No torneio, ele nocauteou o mexicano Victor Madrigal e garantiu o ingresso na organização.
— Eu estava desde 2017 tentando entrar no UFC e nunca conseguia. Era sempre uma luta a mais, eu ganhava e não entrava. Ganhei lutas na frente de representantes, do próprio Dana White, e não entrava. Eu tive que derrubar muitas coisas, venci muitas batalhas para poder entrar no UFC. Quando tudo deu certo, foi uma sensação de dever cumprido — relata o lutador gaúcho.
Em março deste ano, Vinicius fez sua estreia na organização, batendo o lutador albanês Bernardo Sopaj por nocaute no terceiro round. O nome da Lomba do Pinheiro também se tornou mundialmente conhecido nos octógonos, pois, após a vitória, em um ritual tradicional do evento, o narrador gritou o seu apelido, "LokDog", acompanhado do nome da comunidade.
— Quando me anunciaram no UFC, eles sempre falam o nome e o país. Eu consegui que eles falassem o nome do meu bairro. Quando falarem do LokDog, vão falar da Lomba do Pinheiro — conta Vinicius, sobre o momento especial. Atualmente, o lutador tem um de cartel 20 vitórias e apenas três derrotas.
Reconhecimento e paternidade
O sucesso de Vinicius também se reflete na sua comunidade, onde hoje ele é reconhecido pelos moradores e, principalmente, pelas crianças. Ele pretende também, um dia, retribuir todo o carinho:
— As pessoas me consideram muito lá na Lomba do Pinheiro. Eu saio na rua e as pessoas me cumprimentam, querem tirar foto, fazer perguntas, trocar ideias. Eu amo o meu bairro. As crianças pedem para eu ensinar golpes para elas. Eu tenho planos, sonhos, de poder ajudar a minha comunidade. Tirar pessoas da rua, da vida ruim, principalmente as crianças que estão crescendo agora.
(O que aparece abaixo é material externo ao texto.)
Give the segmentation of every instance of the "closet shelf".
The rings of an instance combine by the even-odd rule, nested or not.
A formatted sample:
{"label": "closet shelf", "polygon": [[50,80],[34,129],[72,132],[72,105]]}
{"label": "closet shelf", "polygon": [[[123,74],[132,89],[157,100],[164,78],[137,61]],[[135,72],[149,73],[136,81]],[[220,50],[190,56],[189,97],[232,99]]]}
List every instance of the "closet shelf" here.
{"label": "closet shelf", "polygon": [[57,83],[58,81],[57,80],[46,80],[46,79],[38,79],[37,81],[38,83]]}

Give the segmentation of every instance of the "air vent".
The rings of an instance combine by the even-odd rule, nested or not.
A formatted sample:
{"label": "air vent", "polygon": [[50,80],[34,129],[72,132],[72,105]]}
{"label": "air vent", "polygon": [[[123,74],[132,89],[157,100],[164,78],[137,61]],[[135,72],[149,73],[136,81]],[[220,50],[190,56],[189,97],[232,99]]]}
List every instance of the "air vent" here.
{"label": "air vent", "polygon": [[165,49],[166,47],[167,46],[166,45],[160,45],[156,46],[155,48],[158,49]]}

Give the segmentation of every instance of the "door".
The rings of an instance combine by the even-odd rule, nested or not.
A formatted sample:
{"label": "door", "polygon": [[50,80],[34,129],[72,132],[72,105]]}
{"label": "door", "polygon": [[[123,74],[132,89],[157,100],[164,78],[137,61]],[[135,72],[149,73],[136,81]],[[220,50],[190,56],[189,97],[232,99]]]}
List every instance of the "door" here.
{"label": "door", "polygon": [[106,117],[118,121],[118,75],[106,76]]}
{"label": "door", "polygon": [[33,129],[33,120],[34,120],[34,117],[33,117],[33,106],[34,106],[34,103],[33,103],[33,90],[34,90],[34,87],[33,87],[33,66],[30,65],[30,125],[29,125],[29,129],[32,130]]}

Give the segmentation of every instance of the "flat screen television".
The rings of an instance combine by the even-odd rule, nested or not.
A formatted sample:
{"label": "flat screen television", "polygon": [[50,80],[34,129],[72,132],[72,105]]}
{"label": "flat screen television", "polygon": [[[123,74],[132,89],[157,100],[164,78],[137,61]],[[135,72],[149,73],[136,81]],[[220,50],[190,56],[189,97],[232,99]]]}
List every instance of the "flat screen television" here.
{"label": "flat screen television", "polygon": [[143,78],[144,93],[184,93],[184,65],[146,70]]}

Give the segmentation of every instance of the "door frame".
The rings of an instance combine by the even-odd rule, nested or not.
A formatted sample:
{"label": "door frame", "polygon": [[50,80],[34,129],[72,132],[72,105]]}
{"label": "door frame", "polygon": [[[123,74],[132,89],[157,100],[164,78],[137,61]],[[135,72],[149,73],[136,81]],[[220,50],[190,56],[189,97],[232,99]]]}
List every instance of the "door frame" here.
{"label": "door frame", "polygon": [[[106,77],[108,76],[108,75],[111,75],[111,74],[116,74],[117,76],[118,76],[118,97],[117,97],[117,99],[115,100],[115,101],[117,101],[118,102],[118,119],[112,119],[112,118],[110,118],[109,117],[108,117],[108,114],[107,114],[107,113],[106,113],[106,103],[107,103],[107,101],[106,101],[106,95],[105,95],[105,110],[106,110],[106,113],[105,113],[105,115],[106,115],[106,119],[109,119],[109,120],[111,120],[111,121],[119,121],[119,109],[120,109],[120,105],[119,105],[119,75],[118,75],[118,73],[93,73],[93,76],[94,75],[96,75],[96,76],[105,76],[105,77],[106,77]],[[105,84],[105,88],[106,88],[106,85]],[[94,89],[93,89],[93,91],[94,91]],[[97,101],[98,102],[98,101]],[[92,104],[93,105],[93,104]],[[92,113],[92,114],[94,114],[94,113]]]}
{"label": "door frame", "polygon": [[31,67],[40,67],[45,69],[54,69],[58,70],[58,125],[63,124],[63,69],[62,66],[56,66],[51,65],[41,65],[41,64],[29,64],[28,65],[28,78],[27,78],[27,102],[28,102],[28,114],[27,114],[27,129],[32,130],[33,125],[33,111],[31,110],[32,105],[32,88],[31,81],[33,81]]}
Um dos objetivos do lutador para o futuro é desenvolver um projeto dentro da Lomba do Pinheiro para atingir o objetivo de dar um futuro melhor para a sua comunidade.
Recentemente, ele também teve outra boa notícia. Em março, foi pai de Maitê, fruto da sua relação com Josiane.
— Eu não sei explicar o sentimento de ser pai, é algo que eu nunca tinha sentido antes. Quando a Josiane estava grávida da Maitê, ainda na barriga, já era um amor à primeira vista, mesmo sem conhecer ela. Mesmo sem ter visto, eu já a amava incondicionalmente — conta Vinicius.
Para o futuro, Vinicius deseja deixar um legado na luta de que o trabalho duro recompensa e realizar mais um grande sonho, o de ser campeão no UFC.
— Tem que persistir, seguir em frente, sem dar bola para a opinião alheia. Eu não tinha nada, nem esperança. Morri diversas vezes, desacreditado. Foi persistindo, seguindo em frente, com trabalho duro, dando o meu sangue e o meu suor em prol do meu sonho e do meu objetivo. Agora é persistência e trabalhar para chegar aonde eu quero chegar, que é ganhar o cinturão do UFC — relata o lutador.